Was vor Jahrzehnten bei der Hamburger Flutkatastrohe Innensenator Helmut Schmidt tat (schnell und unbürokratisch, ohne Rücksicht auf den „Dienstweg“, für die Rettung von Menschenleben zu sorgen), das wurde im Nachhinein viel belobigt. Wenn wir uns heute umsehen, vermissen wir auf breiter Fläche solche Macher, die in einer Ausnahmesituation handeln und nicht erst lange nach Vorschriften fragen und Zuständigkeiten klären.
Schon in der Pandemie-Bekämpfung 2020-21 waren viele BürgerInnen genervt von den Kompetenz-Querelen zwischen Bund und Ländern. Und da wir gerade beim Meckern sind: In der Zusammenarbeit von Polizei- und Verfassungsschutz-Behörden verschiedener Bundesländer hakt es auch (wie im Fall Amri). Ehe ich noch weitere Beispiele anführe: Im Ausland sagten früher Viele, die Deutschen könnten gut organisieren und seien so effizient. Diese Ansicht dürfte sich langsam ändern. Zumindest in ruhigen Zeiten mag dieses Arbeiten nach Vorschrift seine Berechtigung haben, aber bei Gefahr im Verzug ist es unflexibel und steht sich selbst im Weg.

Staatsversagen könnte man auch in anderen Bereichen sehen.

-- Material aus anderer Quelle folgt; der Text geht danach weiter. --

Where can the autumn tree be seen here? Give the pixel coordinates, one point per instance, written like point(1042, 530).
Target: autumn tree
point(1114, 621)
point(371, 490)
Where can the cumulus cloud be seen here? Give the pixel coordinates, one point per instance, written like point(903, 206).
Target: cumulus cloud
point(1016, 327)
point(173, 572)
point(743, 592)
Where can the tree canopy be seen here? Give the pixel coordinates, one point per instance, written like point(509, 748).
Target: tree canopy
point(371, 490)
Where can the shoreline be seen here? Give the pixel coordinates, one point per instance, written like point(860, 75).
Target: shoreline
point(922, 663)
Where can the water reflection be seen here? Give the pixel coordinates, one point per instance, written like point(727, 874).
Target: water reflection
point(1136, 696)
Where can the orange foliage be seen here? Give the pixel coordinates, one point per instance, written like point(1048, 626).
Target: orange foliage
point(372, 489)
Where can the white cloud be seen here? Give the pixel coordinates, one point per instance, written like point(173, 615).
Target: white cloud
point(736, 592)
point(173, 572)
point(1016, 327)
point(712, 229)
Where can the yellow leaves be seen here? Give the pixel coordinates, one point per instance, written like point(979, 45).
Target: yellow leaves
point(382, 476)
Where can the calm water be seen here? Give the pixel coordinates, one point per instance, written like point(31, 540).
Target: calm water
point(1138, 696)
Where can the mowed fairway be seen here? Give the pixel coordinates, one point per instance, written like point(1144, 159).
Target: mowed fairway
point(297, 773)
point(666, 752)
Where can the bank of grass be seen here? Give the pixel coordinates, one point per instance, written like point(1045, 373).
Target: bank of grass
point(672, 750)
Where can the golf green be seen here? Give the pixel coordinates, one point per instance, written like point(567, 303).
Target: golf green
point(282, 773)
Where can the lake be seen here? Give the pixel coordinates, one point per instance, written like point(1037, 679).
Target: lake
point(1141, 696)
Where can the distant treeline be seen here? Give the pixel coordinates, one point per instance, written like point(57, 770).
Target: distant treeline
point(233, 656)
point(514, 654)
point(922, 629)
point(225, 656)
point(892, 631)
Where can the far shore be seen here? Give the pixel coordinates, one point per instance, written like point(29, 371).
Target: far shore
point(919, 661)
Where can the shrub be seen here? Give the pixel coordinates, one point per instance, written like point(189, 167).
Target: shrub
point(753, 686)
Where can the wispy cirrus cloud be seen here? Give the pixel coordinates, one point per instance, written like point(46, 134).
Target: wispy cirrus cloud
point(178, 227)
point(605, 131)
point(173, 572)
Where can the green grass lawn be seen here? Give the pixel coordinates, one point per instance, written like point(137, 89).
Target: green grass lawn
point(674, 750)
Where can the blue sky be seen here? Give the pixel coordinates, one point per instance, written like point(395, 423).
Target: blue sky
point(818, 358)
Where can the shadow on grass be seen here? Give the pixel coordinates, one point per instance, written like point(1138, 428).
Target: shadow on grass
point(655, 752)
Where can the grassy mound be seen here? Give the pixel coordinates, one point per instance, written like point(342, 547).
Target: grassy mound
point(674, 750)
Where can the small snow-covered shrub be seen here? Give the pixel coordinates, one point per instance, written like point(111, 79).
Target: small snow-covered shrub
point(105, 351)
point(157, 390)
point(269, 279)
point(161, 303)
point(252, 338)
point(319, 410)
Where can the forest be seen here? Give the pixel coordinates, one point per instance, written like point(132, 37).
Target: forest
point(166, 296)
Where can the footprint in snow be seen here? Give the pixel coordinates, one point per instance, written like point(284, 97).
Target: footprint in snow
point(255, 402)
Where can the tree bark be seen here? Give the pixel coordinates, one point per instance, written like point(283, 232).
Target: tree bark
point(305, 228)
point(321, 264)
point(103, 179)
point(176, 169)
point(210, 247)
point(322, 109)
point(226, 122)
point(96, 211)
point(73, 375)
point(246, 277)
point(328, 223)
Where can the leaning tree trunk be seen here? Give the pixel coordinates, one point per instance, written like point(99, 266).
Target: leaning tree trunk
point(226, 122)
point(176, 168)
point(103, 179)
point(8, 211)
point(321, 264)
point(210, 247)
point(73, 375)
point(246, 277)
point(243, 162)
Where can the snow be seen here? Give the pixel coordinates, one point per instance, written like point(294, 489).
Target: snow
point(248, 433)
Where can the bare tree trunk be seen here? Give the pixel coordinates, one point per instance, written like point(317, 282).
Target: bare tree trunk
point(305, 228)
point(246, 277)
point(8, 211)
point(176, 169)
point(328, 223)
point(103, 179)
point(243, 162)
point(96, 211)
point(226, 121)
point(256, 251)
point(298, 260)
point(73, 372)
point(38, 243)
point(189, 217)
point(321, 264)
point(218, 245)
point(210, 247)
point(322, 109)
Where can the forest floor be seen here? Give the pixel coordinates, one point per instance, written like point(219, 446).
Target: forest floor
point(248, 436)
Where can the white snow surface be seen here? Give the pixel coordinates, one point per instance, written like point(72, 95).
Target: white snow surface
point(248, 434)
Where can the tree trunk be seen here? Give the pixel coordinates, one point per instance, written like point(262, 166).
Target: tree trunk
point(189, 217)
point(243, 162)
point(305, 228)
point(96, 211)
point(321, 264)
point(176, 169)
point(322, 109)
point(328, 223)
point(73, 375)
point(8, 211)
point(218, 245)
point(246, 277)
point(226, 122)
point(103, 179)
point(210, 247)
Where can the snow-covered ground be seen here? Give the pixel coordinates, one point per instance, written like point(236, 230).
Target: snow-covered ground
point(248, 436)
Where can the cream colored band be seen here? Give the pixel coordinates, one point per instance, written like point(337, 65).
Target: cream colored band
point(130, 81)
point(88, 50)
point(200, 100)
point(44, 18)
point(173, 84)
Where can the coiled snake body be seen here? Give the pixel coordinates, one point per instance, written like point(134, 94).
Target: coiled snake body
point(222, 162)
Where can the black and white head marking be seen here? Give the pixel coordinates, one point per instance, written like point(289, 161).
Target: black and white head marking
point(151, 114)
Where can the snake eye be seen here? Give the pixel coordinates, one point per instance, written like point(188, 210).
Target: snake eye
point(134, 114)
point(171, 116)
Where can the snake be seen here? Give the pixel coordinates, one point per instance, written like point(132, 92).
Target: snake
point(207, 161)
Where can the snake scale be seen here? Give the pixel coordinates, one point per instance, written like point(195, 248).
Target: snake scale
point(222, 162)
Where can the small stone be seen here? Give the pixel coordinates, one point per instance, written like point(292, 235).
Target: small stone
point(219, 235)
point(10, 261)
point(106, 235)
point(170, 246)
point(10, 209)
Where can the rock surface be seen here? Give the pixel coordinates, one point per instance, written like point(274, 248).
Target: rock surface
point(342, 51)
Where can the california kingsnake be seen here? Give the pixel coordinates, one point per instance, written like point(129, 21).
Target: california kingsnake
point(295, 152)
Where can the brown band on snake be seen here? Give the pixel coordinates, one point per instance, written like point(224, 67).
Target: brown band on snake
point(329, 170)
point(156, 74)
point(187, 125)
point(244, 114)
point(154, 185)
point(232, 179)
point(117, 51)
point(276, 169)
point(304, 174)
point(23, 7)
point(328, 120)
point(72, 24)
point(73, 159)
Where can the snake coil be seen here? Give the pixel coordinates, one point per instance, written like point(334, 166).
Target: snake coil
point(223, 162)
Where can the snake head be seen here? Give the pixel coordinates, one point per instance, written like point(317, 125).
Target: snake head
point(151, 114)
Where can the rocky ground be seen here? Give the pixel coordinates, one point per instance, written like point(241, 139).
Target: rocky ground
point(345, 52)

Da ist z.B. die Situation auf dem Wohnungsmarkt: Im Sinne von Daseinsvorsorge müsste der Staat doch allen BürgerInnen ermöglichen, eine bezahlbare Wohnung zu finden, d.h. ihnen ein Recht auf Wohnen zubilligen. Stattdessen steigt die Zahl der Obdachlosen. Davor kann man die Augen verschließen und weiterhin behaupten: Der Markt regelt das von allein, der Staat soll sich heraushalten. Doch dazu sollte, nein müsste der Staat die nötigen Rahmenbedingungen schaffen und Großinvestoren (auch aus dem Ausland) vom Markt fernhalten, sofern sie nicht bestimmte Sozialstandards einhalten. Handhabe dazu bietet die im Grundgesetz angesprochene, wenn auch sehr allgemein formulierte Sozialbindung: „Eigentum verpflichtet.“ (GG Art. 14, Abs. 2)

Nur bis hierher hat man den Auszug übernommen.